Les actionnaires du groupe Renault réunis en assemblée générale ont validé vendredi "l'accord de stabilisation" encadrant l'influence de l'Etat au sein du groupe au losange.

La résolution n°5 portant sur l'accord entre Renault et l'Etat français conclu le 11 décembre dernier a été approuvée à 73,26%. La n°6 portant sur le nouveau contrat entre Renault et Nissan a été approuvée quant à elle à 84,27%.

"Je pense que l'Alliance sort renforcée de l'accord de stabilisation", a souligné vendredi le PDG Carlos Ghosn devant les actionnaires.

Cet accord entre les deux plus importants actionnaires de l'entreprise automobile française, conclu pour 20 ans, maintient les droits de vote double de l'Etat, prévus par la loi "Florange", mais les plafonne dans certains cas.

Ces droits de vote de l'Etat, donc son influence, seront plafonnés pour l'ensemble des décisions relevant de la compétence de l'assemblée générale ordinaire, à certaines exceptions près.
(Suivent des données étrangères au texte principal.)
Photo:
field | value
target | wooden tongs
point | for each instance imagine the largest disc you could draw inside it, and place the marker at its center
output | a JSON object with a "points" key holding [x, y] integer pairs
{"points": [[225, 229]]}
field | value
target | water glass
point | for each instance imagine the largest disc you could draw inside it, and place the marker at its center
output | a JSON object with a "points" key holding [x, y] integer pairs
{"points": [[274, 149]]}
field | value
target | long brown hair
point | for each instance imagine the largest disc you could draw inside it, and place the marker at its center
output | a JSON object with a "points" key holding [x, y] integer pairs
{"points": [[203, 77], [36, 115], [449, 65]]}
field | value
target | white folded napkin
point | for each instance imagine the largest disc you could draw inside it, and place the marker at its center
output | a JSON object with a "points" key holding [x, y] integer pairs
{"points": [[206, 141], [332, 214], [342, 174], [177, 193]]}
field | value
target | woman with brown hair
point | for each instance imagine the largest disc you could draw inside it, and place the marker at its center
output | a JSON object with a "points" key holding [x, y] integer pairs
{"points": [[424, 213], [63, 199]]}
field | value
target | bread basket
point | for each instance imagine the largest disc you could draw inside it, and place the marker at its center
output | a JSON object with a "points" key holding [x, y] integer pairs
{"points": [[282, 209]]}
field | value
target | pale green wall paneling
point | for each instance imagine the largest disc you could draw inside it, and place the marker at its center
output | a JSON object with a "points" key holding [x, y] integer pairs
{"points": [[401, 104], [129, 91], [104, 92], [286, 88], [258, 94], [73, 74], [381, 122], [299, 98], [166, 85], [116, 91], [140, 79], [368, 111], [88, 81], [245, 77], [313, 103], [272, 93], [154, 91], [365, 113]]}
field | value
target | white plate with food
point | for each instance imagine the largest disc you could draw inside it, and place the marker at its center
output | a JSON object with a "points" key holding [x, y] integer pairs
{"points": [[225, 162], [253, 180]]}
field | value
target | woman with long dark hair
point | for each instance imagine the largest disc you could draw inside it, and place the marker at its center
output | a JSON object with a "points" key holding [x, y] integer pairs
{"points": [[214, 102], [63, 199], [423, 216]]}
Parmi ces exceptions figurent notamment les décisions relatives à la distribution de dividende (de Renault à l'Etat), ainsi que les situations à caractère exceptionnel telles que la modification ou la résiliation du RAMA (accord fondamental de l'Alliance), ou encore l'annonce d'une offre publique sur Renault.

Enfin, il prévoit un contrat entre Renault et Nissan ayant pour objet la non-interférence de Renault dans la gouvernance de Nissan.

Les deux entreprises sont liées depuis 1999, Renault détenant 43,4% du capital du constructeur japonais, tandis que ce dernier contrôle 15% de Renault.